Since winning his decade-long fight in April to return to the U.S. following his deportation, U.S. military veteran Hector Barajas-Varela has tried to be many things for many people. Sometimes he’s traveling and sharing his story. Sometimes he’s back in Mexico, to help run the Tijuana center he founded for other deported veterans. Still, it always comes always back to his role as dad.
“At a Mesa College panel on Wednesday,” the San Diego Tribune reports, “Barajas choked with emotion when he spoke about spending time with his middle-school aged daughter. No matter how many events he’s invited to or panels he’s been on, that happens every time, Barajas said.” Since coming back to the U.S., he was able to attend her first band recital. Sometimes they just hang out at home. Mostly, the two are “trying to rebuild a relationship after years of being deported.”
The American Civil Liberties Union (ACLU) estimated in 2016 that there are some 239 other Hectors, immigrant service members who were kicked out after serving their adopted country. “They can be deported for committing a list of crimes set in immigration law,” the San Diego Tribune continues. Barajas-Varela complained that some people initially sympathize with the issue of deported vets, but that can quickly change. “Nobody wanted to listen to us. People stop listening when they hear, ‘criminal.’”
Since winning a pardon from outgoing California Gov. Jerry Brown—Barajas-Varela “has shown that since his release from custody, he has lived an honest and upright life, exhibited good moral character and conducted himself as a law-abiding citizen,” Brown wrote—and then a court victory with the help of the ACLU, he has kept listening to deported vets, some of whom as struggling with mental illness and conditions related to combat. Sometimes he feels like he doesn’t do enough.
“’I can’t be everywhere,’ Barajas said. ‘Everything I’m doing on the other side is going to benefit them. They want me here.’ He’s now rented an apartment up the street for deported veterans instead of having them sleep upstairs at the shelter.” Barajas-Varela said in April that he hoped to keep heading The Bunker for a year, and then pass the leadership role onto another deported vet so that he can live full-time here and eventually return to school.

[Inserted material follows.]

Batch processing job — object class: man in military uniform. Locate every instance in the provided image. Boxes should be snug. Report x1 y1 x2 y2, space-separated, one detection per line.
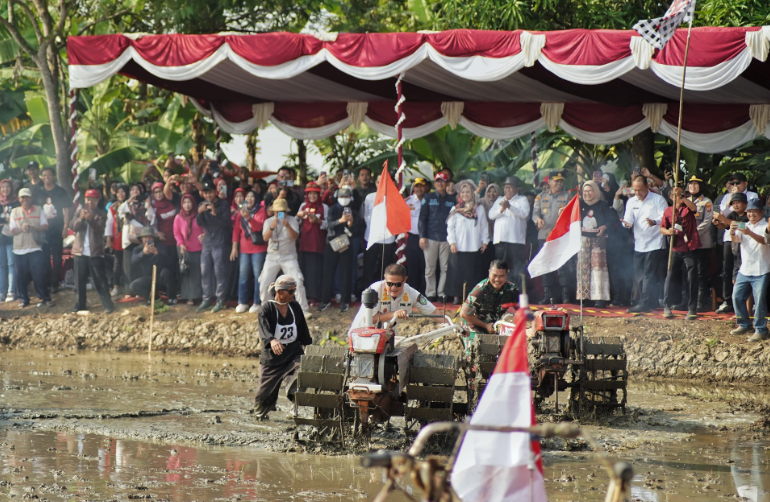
460 260 519 334
532 172 575 303
683 176 714 312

Barajas-Varela has already taken some brand-new steps as a U.S. citizen. Earlier this year, he cast his ballot for the very first time, and then in the 2018 midterms voted for Democratic Congress member Nanette Barragán, who in 2017 had been part of a congressional delegation visiting Barajas-Varela when he was still living in Mexico. “It meant a lot to be able to vote for someone who had supported him, he said.”